Somebody hooked me up to join this gun buying..selling and swapping place. Looks fairly interesting.

https://www.facebook.com/groups/111165592390411/


----------



## Boss Dog (Feb 8, 2013)

Nahw, I think FB is the wrong place to mention anything about peashooters and the like. I already have too many stalkers (ex-inlaws) following me eveywhere.


----------



## Oddcaliber (Feb 17, 2014)

F/B and Twitter,wast of my time!


----------



## tango (Apr 12, 2013)

Putting anything, (concerning preps), on facebook, or other social media sites, is a direct violation of OPSEC, IMO.


----------



## randy grider (Nov 2, 2012)

Any search on facebook will turn up thousands of gun trading sites.
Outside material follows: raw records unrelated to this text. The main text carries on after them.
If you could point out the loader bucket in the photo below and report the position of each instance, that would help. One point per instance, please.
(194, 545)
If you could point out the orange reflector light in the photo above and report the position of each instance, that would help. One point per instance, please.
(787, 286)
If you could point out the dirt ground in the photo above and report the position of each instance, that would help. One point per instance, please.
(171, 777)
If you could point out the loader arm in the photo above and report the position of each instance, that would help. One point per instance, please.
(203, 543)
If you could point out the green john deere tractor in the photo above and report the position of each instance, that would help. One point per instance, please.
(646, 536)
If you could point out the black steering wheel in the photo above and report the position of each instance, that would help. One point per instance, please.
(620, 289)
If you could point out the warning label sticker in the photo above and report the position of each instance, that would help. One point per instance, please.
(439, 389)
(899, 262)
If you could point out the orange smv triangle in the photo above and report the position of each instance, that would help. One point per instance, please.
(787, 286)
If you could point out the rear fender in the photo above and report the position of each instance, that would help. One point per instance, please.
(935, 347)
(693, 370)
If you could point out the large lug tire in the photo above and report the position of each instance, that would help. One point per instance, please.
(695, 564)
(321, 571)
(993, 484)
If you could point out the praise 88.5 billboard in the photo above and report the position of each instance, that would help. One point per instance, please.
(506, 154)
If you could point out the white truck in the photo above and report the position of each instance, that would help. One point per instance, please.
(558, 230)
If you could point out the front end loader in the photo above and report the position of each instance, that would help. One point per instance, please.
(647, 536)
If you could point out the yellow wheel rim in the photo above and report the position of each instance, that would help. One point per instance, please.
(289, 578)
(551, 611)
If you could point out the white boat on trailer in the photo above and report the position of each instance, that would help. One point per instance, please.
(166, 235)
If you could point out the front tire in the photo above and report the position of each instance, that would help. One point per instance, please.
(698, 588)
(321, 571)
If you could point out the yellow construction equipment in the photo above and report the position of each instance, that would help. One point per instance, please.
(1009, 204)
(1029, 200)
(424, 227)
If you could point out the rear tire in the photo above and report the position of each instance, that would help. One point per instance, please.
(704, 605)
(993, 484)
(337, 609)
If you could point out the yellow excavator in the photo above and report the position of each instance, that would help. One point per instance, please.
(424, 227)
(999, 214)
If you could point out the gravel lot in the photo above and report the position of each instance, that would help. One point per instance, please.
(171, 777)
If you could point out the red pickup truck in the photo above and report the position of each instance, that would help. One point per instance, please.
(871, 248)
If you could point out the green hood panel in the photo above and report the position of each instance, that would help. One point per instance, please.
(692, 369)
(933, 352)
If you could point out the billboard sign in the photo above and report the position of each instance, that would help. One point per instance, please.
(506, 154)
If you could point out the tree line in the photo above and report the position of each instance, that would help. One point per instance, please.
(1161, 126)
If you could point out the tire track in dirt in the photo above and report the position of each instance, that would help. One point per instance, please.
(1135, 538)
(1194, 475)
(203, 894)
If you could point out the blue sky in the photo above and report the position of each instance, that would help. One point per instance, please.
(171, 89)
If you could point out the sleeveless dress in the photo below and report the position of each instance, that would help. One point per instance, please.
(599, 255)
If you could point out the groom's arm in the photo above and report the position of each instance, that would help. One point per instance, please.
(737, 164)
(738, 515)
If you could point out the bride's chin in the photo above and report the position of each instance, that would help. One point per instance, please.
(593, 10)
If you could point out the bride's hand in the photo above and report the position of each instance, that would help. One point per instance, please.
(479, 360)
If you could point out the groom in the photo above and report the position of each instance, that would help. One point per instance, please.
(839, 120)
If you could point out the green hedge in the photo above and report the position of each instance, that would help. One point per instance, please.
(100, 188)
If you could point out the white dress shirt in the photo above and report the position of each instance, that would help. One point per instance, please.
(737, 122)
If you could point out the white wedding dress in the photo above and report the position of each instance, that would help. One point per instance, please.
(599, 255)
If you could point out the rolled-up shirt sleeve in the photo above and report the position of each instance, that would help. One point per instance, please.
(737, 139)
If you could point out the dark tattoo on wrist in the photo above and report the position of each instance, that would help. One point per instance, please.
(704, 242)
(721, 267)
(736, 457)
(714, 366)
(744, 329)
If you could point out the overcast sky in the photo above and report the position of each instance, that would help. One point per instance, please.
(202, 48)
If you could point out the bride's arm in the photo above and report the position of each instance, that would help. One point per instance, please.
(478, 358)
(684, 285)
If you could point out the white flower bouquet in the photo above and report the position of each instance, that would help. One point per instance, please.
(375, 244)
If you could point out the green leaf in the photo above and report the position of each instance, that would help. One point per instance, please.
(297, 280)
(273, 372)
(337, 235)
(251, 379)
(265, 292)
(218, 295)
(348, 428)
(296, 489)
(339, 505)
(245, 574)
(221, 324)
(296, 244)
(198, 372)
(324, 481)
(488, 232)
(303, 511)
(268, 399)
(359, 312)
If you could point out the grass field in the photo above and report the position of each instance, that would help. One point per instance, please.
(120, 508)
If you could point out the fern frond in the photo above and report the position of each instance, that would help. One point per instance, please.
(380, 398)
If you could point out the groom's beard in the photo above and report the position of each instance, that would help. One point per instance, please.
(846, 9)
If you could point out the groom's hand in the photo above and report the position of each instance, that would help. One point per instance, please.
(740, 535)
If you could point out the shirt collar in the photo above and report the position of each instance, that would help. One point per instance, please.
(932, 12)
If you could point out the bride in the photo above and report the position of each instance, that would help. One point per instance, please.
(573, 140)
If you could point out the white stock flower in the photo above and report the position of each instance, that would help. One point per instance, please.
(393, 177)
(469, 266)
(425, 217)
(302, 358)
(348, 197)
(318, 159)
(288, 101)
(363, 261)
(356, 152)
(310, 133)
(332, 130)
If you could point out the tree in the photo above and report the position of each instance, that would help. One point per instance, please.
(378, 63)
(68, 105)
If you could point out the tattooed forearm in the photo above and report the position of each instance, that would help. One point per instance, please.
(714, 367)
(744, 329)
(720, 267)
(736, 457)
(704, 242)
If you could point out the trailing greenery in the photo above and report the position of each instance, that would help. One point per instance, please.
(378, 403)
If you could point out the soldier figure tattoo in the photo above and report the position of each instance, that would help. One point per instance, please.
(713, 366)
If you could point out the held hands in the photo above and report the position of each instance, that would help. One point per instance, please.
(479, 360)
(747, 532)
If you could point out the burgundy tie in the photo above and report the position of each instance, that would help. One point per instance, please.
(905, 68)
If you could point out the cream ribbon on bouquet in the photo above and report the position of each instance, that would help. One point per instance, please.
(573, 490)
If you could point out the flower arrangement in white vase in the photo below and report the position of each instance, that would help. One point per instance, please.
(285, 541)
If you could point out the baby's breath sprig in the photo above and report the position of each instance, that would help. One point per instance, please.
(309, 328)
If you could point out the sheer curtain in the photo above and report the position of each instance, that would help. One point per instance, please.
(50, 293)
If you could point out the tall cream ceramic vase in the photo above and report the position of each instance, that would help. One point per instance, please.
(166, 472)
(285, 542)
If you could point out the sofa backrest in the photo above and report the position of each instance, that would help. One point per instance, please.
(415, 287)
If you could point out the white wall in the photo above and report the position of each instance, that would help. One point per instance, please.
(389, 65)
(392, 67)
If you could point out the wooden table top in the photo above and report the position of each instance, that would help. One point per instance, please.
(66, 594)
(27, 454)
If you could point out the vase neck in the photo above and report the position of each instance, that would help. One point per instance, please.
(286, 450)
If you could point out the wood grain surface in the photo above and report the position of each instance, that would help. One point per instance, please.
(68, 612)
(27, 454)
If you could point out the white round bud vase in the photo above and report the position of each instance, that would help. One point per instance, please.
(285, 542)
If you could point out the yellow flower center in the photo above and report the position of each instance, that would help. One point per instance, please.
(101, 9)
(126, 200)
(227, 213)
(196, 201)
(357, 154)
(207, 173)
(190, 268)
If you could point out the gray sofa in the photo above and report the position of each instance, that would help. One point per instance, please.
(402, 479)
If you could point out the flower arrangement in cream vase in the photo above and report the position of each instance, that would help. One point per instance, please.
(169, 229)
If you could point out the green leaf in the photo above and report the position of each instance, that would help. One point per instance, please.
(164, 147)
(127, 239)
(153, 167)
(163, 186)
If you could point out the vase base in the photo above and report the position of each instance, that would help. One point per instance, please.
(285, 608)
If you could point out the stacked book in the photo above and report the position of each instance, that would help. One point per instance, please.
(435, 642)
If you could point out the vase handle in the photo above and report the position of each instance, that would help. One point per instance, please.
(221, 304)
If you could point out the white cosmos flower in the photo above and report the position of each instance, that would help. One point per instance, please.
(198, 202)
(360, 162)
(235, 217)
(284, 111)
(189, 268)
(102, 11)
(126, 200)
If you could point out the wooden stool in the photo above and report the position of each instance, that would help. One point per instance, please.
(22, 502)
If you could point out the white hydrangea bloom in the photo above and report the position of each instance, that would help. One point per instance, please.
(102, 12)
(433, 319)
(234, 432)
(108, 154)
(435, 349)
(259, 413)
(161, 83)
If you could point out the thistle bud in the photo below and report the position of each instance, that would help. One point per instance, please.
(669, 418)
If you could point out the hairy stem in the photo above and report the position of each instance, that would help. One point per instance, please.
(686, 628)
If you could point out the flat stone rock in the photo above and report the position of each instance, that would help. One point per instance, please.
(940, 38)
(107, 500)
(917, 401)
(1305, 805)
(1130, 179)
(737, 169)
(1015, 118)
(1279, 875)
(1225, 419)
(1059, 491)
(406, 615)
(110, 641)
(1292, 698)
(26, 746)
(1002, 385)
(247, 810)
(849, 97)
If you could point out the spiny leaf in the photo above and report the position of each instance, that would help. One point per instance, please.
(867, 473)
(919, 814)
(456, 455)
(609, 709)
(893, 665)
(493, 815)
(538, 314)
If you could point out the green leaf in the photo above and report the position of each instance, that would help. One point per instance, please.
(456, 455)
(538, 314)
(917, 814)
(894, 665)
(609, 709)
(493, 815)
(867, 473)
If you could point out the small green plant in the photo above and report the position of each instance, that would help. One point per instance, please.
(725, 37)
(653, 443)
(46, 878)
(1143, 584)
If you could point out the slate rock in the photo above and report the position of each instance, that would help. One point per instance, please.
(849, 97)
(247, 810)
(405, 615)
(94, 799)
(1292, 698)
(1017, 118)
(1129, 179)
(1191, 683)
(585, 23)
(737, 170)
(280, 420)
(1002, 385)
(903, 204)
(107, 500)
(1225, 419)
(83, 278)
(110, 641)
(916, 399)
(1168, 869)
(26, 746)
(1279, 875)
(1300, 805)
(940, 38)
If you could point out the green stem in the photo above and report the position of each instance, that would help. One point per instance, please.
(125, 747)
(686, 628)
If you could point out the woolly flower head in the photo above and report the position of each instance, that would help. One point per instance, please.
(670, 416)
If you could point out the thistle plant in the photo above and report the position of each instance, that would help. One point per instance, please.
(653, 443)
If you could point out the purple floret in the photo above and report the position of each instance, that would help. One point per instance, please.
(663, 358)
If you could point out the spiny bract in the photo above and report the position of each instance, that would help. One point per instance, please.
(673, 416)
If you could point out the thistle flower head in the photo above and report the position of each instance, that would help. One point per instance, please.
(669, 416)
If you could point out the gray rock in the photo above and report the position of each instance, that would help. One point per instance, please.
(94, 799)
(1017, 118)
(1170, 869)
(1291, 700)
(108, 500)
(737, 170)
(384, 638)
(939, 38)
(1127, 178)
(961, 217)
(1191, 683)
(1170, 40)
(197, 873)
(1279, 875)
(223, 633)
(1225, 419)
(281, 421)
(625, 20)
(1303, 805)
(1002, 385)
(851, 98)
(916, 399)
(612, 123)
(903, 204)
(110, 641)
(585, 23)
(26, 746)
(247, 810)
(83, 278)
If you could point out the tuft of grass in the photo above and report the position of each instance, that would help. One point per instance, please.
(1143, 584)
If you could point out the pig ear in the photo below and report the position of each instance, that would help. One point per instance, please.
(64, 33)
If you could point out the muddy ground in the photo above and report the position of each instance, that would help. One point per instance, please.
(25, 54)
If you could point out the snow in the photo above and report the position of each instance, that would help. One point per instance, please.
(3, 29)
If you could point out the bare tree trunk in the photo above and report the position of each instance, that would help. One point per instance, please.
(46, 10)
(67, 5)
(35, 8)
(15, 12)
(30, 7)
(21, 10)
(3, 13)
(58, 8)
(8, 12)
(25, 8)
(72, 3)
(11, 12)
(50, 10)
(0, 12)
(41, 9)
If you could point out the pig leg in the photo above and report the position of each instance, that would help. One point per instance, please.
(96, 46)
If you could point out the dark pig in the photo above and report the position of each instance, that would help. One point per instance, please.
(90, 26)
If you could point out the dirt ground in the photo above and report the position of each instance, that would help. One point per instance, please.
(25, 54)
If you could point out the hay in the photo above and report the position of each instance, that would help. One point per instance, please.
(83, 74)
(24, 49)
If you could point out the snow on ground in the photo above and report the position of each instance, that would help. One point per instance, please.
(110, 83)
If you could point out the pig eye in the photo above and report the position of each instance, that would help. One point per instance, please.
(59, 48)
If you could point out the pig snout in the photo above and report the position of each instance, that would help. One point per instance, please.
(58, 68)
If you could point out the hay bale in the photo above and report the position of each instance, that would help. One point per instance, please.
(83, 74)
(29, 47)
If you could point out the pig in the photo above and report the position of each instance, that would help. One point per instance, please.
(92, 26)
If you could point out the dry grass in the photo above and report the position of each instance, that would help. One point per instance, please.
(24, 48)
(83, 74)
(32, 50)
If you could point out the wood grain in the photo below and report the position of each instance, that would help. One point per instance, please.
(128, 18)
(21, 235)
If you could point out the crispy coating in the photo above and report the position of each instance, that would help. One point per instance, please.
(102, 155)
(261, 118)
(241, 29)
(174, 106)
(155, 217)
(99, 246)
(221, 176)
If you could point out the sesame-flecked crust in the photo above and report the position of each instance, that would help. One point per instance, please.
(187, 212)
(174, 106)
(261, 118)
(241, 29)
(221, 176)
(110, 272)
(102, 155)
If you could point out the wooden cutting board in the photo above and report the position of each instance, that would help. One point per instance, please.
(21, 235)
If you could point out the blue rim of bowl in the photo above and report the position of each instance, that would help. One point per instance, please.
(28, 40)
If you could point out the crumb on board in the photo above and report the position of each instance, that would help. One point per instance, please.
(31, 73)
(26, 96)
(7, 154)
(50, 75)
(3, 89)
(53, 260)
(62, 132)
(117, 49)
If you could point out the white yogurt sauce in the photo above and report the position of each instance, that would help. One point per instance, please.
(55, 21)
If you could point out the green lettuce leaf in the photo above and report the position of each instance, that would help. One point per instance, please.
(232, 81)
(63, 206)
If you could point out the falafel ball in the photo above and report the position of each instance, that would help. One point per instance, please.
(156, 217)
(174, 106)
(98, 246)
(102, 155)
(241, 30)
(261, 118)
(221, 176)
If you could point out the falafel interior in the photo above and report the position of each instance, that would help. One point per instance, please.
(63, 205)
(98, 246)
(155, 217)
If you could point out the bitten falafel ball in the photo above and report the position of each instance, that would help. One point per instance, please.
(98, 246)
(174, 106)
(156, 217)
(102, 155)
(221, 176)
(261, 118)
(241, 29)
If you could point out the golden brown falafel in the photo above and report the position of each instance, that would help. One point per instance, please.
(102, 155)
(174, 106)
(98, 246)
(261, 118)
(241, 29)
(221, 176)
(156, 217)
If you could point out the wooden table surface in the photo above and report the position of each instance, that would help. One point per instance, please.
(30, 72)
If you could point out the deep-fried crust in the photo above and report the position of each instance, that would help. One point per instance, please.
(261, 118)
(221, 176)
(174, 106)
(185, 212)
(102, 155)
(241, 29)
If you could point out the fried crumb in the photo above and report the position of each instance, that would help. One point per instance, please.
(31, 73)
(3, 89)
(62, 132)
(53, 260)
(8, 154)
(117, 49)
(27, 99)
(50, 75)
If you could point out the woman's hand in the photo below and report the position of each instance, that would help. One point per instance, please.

I have purchased guns from people on these, but you gotta be carefull. best to meet in a public place, like wal -mart parking lot. I would never do a trade at my home, as it could be a setup to rob you.


----------



## bigwheel (Sep 22, 2014)

Got kin who have sold a couple on this one. He claims they buy about anything and aint picky on the prices.


----------



## rice paddy daddy (Jul 17, 2012)

I use face book, not to post personal stuff (my picture is nowhere to be found on FB), but to interact with fellow veterans, military history groups here and abroad, and also belong to a few gun collector groups, such as Old Gun and Rimfire Collector.

I would never buy or sell firearms there, though.


----------



## James m (Mar 11, 2014)

I've seen them but I've never purchased anything. Those people on the book of face are not a good mentality. The ones I saw usually say meet at local gun store for transfer. They're watching.


----------